Tras encadenar dos trimestres consecutivos de reducción suave (-4,3% el primero de ellos y -9,0% el segundo), la primera mitad de 2013 ha cerrado con una caída de los niveles medios de impago soportados por las empresas españolas, lo que viene a romper una fase de año y medio de empeoramiento ininterrumpido que se inició en la segunda mitad de 2011.
Según el “Índice Crédito y Caución de Incumplimiento”, los datos del primer semestre de 2013 apuntan una mejoría sostenida, pero limitada aún al 9%, frente a los valores de 2012. El entorno de negocio que afrontan las empresas españolas sigue siendo muy complejo, y en estos momentos los niveles de impago de nuestro mercado doméstico aún duplican a los que se registraban al cierre de 2007, muy por encima de su valor a largo plazo.
Lo cierto es que más de la mitad de las empresas españolas sigue sufriendo impagos significativos que sitúan en riesgo de cese de actividad al 14% del tejido empresarial, continuando siendo la iliquidez el principal detonante de estos problemas de pago. Unos altos niveles de impago que en realidad afectan a todos los sectores comerciales, si bien su impacto es superior en aquellos que tienen mayor dependencia del consumo interno.

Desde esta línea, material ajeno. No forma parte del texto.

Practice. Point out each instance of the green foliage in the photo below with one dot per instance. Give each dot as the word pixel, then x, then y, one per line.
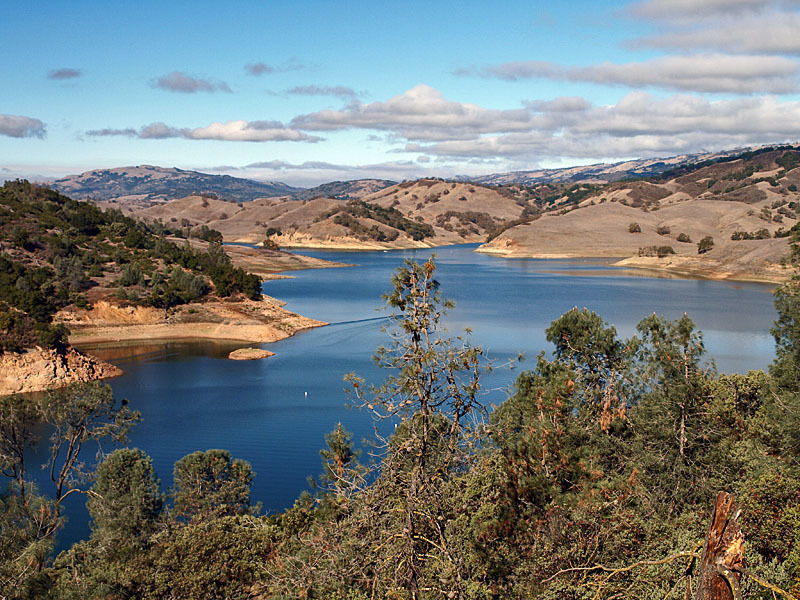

El índice, elaborado por este operador de seguro de crédito interior y a la exportación, comenzó a registrar un cambio de tendencia en el cuarto trimestre de 2007 y alcanzó al cierre de 2008 su valor máximo como reflejo de una primera fase de la crisis en la que la estrategia de muchas empresas se centró en tratar de mantener sus niveles de facturación y capacidad de producción, multiplicando prácticamente por tres los niveles de morosidad soportados por el tejido productivo a lo largo del ejercicio. A partir de 2009, y coincidiendo con la adecuación de las estructuras empresariales a una nueva realidad económica, a través de procesos de internacionalización y reestructuración de la actividad, se estabilizó progresivamente el impacto de la morosidad provocando, especialmente en 2010, una caída de los niveles medios de impago interanuales soportados por las compañías españolas. No obstante, la prolongación de la crisis económica, la persistencia de la debilidad del consumo interno y las dificultades de acceso al crédito condicionaron, a partir del ecuador de 2011, una nueva fase de repunte de los niveles de impago.